In summary, there is theoretically increased trunk instability while performing an uncoupled (DB) chest press on a Swiss ball compared with a coupled (BB) chest press because the load itself is more unstable. Previous research has shown that abdominal muscle activity increases using the Swiss ball for abdominal exercises, shoulder press, and chest press exercises compared with stable surfaces. In this study, RA activity increased during the 50% DB chest press compared with the 50% BB chest press on the Swiss ball. In this case, the subjects experienced 2 levels of instability (i.e., the Swiss ball and the DBs). It is possible that the instability caused by the uncoupled load increases the demand for the RA to stabilize the spine and maintain the proper spine neutral posture during the chest press. Future research efforts should focus on the singular and combined effects of unstable platform and unstable load training in populations without substantial resistance training experience.

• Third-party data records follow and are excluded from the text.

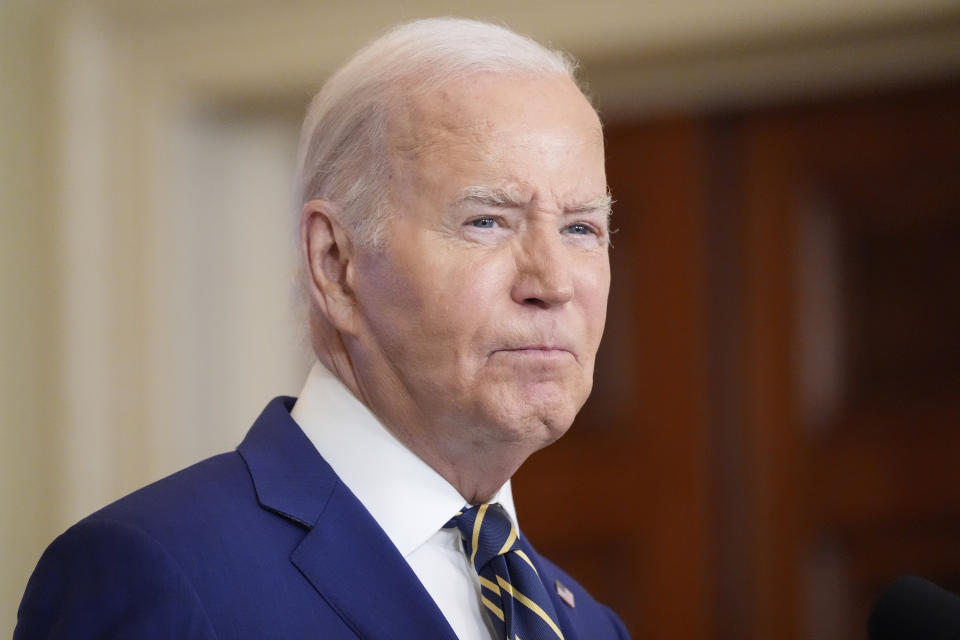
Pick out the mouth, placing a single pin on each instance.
(537, 351)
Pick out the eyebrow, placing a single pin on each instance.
(503, 199)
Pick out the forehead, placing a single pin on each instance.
(504, 129)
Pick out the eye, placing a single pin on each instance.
(580, 229)
(483, 223)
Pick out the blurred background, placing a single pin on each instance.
(774, 429)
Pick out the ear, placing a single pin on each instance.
(328, 252)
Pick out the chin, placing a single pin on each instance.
(540, 419)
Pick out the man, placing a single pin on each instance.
(454, 233)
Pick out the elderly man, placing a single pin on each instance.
(454, 232)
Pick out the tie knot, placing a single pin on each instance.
(487, 532)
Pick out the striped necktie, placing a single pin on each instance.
(511, 591)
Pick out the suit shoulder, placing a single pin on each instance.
(596, 619)
(104, 578)
(215, 485)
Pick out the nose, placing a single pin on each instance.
(544, 273)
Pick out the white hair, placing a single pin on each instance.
(345, 156)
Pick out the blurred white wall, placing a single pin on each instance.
(146, 237)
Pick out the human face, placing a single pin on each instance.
(482, 314)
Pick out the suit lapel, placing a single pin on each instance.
(345, 555)
(567, 616)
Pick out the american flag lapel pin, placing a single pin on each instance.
(565, 594)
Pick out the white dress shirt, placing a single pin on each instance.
(409, 500)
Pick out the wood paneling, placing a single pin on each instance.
(773, 431)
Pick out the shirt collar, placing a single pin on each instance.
(407, 497)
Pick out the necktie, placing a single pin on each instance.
(511, 591)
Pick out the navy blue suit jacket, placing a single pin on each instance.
(263, 542)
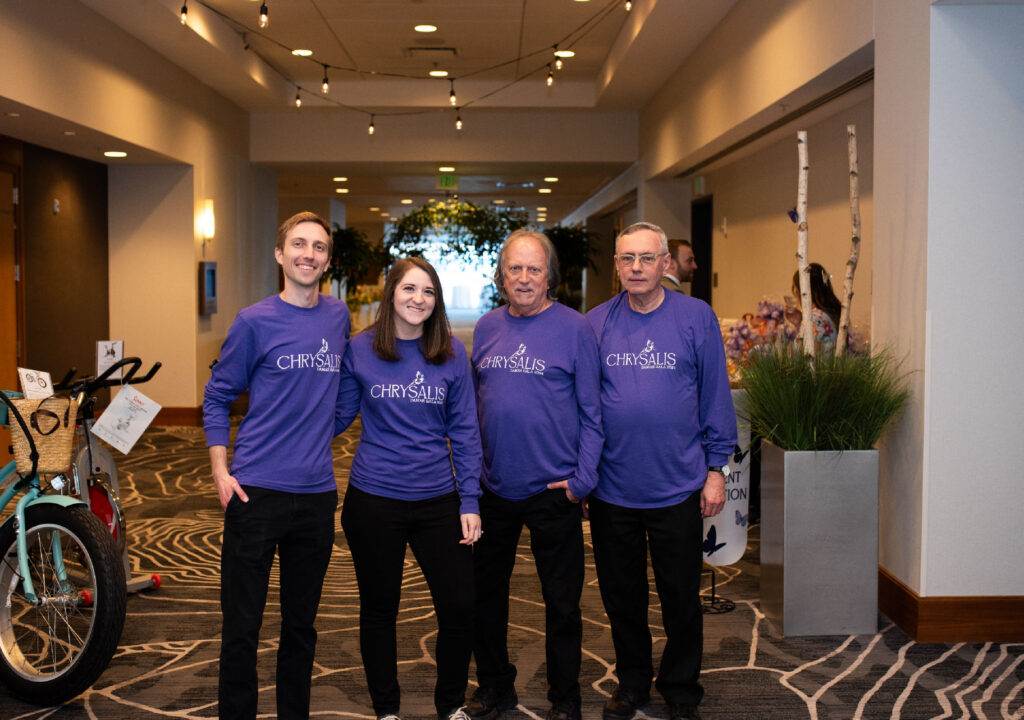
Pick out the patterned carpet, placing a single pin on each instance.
(166, 665)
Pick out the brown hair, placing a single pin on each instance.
(435, 344)
(300, 217)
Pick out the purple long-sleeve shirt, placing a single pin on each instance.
(289, 357)
(411, 411)
(666, 401)
(538, 383)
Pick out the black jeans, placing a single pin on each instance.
(556, 540)
(621, 538)
(300, 528)
(378, 530)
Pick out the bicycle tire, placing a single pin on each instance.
(51, 652)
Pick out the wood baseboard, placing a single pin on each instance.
(950, 619)
(179, 416)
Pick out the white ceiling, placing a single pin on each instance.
(497, 51)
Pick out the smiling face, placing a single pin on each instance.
(414, 302)
(641, 281)
(526, 277)
(304, 256)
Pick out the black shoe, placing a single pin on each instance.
(625, 703)
(567, 710)
(488, 703)
(684, 712)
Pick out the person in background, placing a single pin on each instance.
(414, 481)
(279, 494)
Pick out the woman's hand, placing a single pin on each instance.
(471, 528)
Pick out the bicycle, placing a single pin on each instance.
(91, 461)
(62, 590)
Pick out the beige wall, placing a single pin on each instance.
(757, 256)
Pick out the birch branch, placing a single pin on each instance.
(851, 264)
(806, 325)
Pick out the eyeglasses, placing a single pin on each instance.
(647, 259)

Though it is likely that the relative loads established in this experiment were of a sufficient magnitude to compress, and increase the stability of the Swiss ball, there was an obvious impact of using DBs to increase the demands on PA as a prime mover and on RA for core stabilization. It appears that the combined effect of an unstable surface and uncoupled loading during submaximal lifting creates a demand for core stabilization beyond that of uncoupling alone. To promote core muscle stabilization benefits, while maintaining prime mover strength development, it is recommended that resistance-trained individuals mix in instability training rather than replacing stable surface and load training entirely. It is possible, however, that the greatest benefits of unstable surface and load resistance training may be achieved by untrained individuals and those engaged in rehabilitation. Persons who fall into these categories stand to benefit from the added neuromuscular challenge and core stability requirements imposed by instability training.